The meeting only served to highlight the deep divisions between factions loyal him and to Susana Diaz, the leader of the party in Andalusia and the President of the Andalusian Regional Assembly.

Sanchez resigned after losing a vote taken on a show of hands over whether or not to hold a Party Congress in November.

He won 107 votes to 133 from those of the followers of Diaz, meaning the party will now probably allow the investiture of People's Party leader Mariano Rajoy as prime minister.

Saturday's meeting of the 253 Committee members came after the resignation of 17 members loyal to Diaz from the PSOE's 35-person Executive Committee on Wednesday.

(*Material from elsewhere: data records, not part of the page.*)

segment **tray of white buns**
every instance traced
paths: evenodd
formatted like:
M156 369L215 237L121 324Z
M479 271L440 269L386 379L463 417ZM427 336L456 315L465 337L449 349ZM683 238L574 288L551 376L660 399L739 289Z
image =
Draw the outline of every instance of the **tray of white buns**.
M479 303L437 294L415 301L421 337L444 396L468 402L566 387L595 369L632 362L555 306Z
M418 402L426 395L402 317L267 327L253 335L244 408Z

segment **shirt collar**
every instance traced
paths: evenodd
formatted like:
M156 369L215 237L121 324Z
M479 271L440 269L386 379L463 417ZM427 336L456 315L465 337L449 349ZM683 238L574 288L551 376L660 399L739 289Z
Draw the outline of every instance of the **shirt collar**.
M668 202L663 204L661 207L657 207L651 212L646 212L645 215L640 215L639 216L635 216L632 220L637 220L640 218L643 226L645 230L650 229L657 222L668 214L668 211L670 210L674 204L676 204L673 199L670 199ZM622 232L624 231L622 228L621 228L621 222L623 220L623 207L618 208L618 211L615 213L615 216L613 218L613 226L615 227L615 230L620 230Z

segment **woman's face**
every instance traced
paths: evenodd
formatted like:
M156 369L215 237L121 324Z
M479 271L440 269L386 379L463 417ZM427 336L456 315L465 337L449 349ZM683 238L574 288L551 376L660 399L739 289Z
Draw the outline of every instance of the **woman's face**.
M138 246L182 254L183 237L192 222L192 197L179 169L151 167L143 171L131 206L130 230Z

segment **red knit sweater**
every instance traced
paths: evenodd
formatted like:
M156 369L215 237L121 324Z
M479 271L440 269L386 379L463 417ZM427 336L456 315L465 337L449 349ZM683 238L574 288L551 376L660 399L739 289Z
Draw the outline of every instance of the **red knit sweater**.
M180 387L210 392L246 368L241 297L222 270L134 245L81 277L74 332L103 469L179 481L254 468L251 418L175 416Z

Those resignations were aimed at forcing Sanchez to step down as leader, which he refused to do, calling Saturday's meeting instead in an attempt to gain support for trying to form a coalition government with left-wing party Podemos, as well as calling a party Congress to hold elections for party leader, in which he would be a candidate, and a new Executive Committee.

The meeting was chaotic and although it was scheduled to start at 9 a.m., but it had not started 8 hours later with one party member quoted in the Spanish press as saying delegates were "still arguing about what to argue about," and with tensions rising in the street outside the PSOE party headquarters, a police guard was called to protect the party HQ.

Sanchez loyalists then attempted to force a vote on whether or not a Congress should be held, provoking fury from the opposition, who in turn began collecting signatures to force a no-confidence vote on Sanchez.

A picture published on the website of the El Pais newspaper showed angry scenes with delegates on their feet pointing angry fingers at each other and nothing seems to sum up the situation more than the words of senior party member, Jose Antonio Tapis who left the meeting to tell waiting journalists that the PSOE was "broken."

In the end the decision on the Congress was taken by a show of hands and defeat sees the end of Sanchez, but the question now is: what now for the Socialists?